What’s new for HA in vSphere 6.0?

Duncan Epping · Feb 4, 2015 ·

Instead of one generic post with a bunch of data I picked a couple of features and dug a little bit deeper, today I will be discussing what is new for HA in vSphere 6.0. Lets start with a list and then look at the features / enhancements individually:

Support for Virtual Volumes – With Virtual Volumes a new type of storage entity is introduced in vSphere 6.0.
VM Component Protection – This allows HA to respond to a scenario where the connection to the virtual machine’s datastore is impacted temporarily or permanently.
- “Response for Datastore with All Paths Down”
- “Response for Datastore with Permanent Device Loss”
Increased scale – Cluster limit has grown from 32 to 64 hosts and to a max of 8000 VMs per cluster
Registration of “HA Disabled” VMs on hosts after failure

Lets start with support for Virtual Volumes. It may sound like this is a given but as the whole concept of a VMFS volume no longer exists with Virtual Volumes and VMs have “virtual volumes” instead of VMDKs you can imagine that some work was needed to allow for HA to restart virtual machines stored on a VVOL enabled storage system.

VM Component Protection (VMCP) is in my opinion THE big thing that got added to vSphere HA. What this feature basically allows you to do is protect yourself against storage failures. There are two types of failures VMCP will respond to and those are PDL and APD. Before we look at some of the details, I want to point out that configuring is extremely simple… Just one tickbox to enable it.

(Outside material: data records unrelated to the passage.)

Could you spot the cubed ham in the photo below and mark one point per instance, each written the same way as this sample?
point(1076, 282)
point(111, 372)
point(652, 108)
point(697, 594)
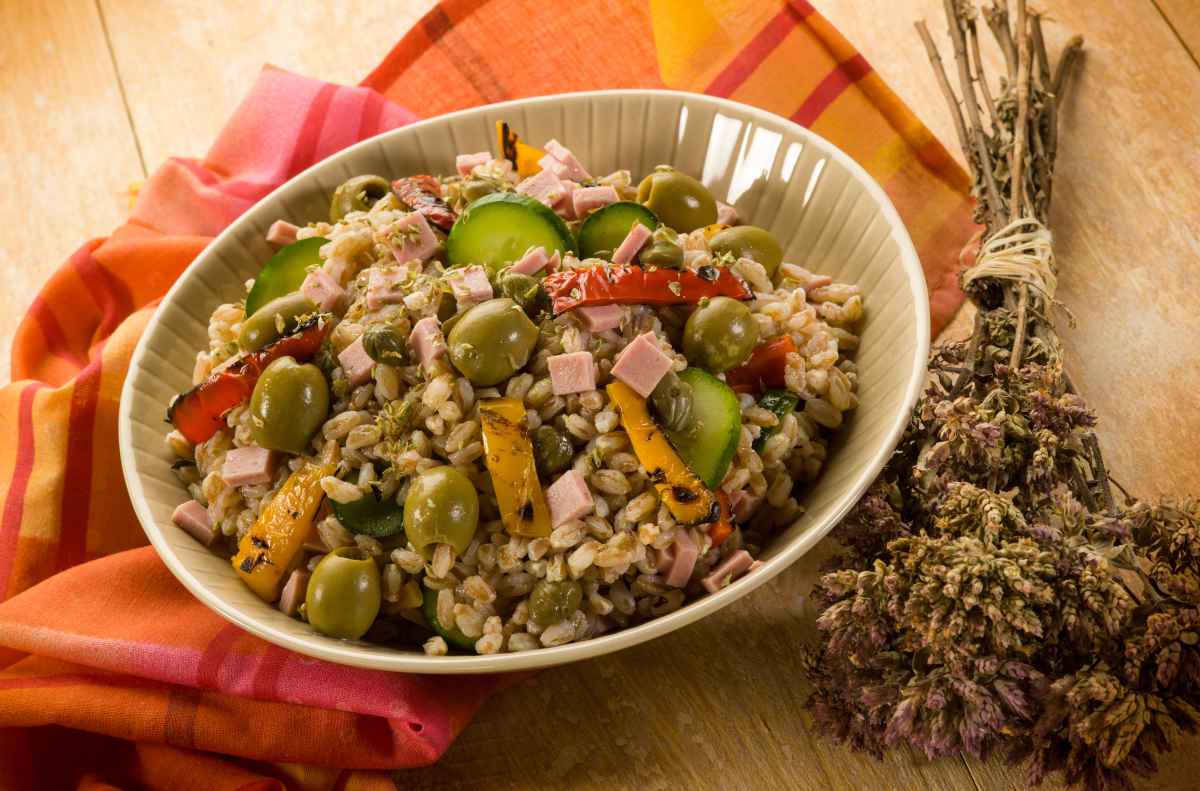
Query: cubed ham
point(598, 318)
point(355, 363)
point(544, 186)
point(574, 372)
point(385, 287)
point(281, 233)
point(467, 162)
point(249, 466)
point(743, 504)
point(294, 592)
point(411, 238)
point(193, 517)
point(642, 364)
point(727, 570)
point(532, 263)
point(469, 286)
point(427, 341)
point(564, 163)
point(588, 199)
point(324, 292)
point(683, 558)
point(634, 240)
point(568, 498)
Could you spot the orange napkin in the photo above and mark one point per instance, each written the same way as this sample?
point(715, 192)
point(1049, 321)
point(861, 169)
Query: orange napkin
point(111, 673)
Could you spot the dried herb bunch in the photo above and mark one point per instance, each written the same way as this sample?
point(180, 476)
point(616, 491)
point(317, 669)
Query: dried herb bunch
point(991, 594)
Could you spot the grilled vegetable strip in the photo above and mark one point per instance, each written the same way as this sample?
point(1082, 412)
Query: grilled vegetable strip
point(625, 285)
point(423, 193)
point(687, 498)
point(268, 552)
point(510, 460)
point(523, 157)
point(779, 402)
point(765, 369)
point(199, 412)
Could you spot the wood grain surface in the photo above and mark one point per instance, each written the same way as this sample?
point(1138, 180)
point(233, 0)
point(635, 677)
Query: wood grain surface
point(97, 88)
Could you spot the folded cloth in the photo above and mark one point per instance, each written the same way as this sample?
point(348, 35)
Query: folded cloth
point(111, 673)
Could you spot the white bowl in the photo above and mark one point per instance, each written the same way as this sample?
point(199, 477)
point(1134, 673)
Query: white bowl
point(829, 215)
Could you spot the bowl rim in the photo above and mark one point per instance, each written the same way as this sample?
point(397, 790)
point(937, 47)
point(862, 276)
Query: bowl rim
point(371, 657)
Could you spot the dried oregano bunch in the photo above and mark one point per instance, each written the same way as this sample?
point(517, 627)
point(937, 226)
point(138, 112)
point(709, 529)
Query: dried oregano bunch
point(991, 594)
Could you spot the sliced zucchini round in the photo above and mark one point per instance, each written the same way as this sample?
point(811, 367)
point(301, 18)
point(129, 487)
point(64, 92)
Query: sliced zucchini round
point(498, 228)
point(607, 227)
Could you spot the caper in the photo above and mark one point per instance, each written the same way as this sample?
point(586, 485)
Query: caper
point(384, 343)
point(358, 195)
point(552, 450)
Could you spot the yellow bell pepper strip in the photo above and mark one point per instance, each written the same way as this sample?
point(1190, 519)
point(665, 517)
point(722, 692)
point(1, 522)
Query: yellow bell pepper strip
point(523, 157)
point(269, 550)
point(509, 457)
point(688, 499)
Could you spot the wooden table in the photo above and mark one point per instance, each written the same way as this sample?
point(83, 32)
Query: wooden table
point(99, 91)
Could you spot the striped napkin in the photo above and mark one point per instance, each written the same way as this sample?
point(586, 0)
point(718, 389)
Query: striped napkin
point(111, 673)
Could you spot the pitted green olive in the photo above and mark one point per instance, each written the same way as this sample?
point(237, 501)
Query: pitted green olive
point(358, 195)
point(719, 334)
point(442, 507)
point(288, 406)
point(492, 341)
point(679, 201)
point(343, 594)
point(749, 241)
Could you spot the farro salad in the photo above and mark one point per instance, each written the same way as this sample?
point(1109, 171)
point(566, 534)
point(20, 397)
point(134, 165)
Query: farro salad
point(514, 407)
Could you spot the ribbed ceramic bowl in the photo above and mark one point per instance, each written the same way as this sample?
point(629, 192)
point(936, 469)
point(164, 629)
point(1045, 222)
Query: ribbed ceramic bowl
point(825, 209)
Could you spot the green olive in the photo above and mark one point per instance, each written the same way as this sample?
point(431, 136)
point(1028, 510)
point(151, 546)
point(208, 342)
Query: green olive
point(552, 450)
point(679, 201)
point(526, 291)
point(553, 601)
point(492, 341)
point(288, 406)
point(358, 195)
point(719, 334)
point(343, 594)
point(273, 321)
point(442, 508)
point(385, 343)
point(749, 241)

In the case of a PDL (permanent device loss), this is something HA already was capable of doing when configured through the command line, a VM will be restarted instantly when a PDL signal is issued by the storage system. For an APD (all paths down) this is a bit different. A PDL more or less indicates that the storage device does not expect the device to return any time soon. An APD is more of an unknown situation, it may return… it may not… and no clue how long it takes. With vSphere 5.1 some changes were introduced to the way APD is handled by the hypervisor in this mechanism is leveraged by HA to allow for a response. (Cormac wrote an excellent post about this APD handling here.) When an APD occurs a timer starts. After 140 seconds the APD is declared and the device is marked as APD time out. When the 140 seconds has passed HA will start counting. The HA time out is 3 minutes. When the 3 minutes has passed HA can restart the virtual machine, but you can configure VMCP to respond differently if you want it to. You could for instance specify that events are issued that a PDL or APD has occurred. You can also specify how aggressively HA needs to try to restart VMs that are impacted by an APD. Note that aggressive / conservative refers to the likelihood of HA being able to restart VMs. When set to “conservative” HA will only restart the VM that is impacted by the APD if it knows another host can restart it. In the case of “aggressive” HA will try to restart the VM even if it doesn’t know the state of the other hosts, which could lead to a situation where your VM is not restarted as there is no host that has access to the datastore the VM is located on. It is also good to know that if the APD is lifted and access to the storage is restored during the total of roughly 5 minutes and 20 seconds it would take to reboot the VM, that HA will not do anything unless you explicitly configure it do so. This is where the “Response for APD recovery after APD timeout” comes in to play.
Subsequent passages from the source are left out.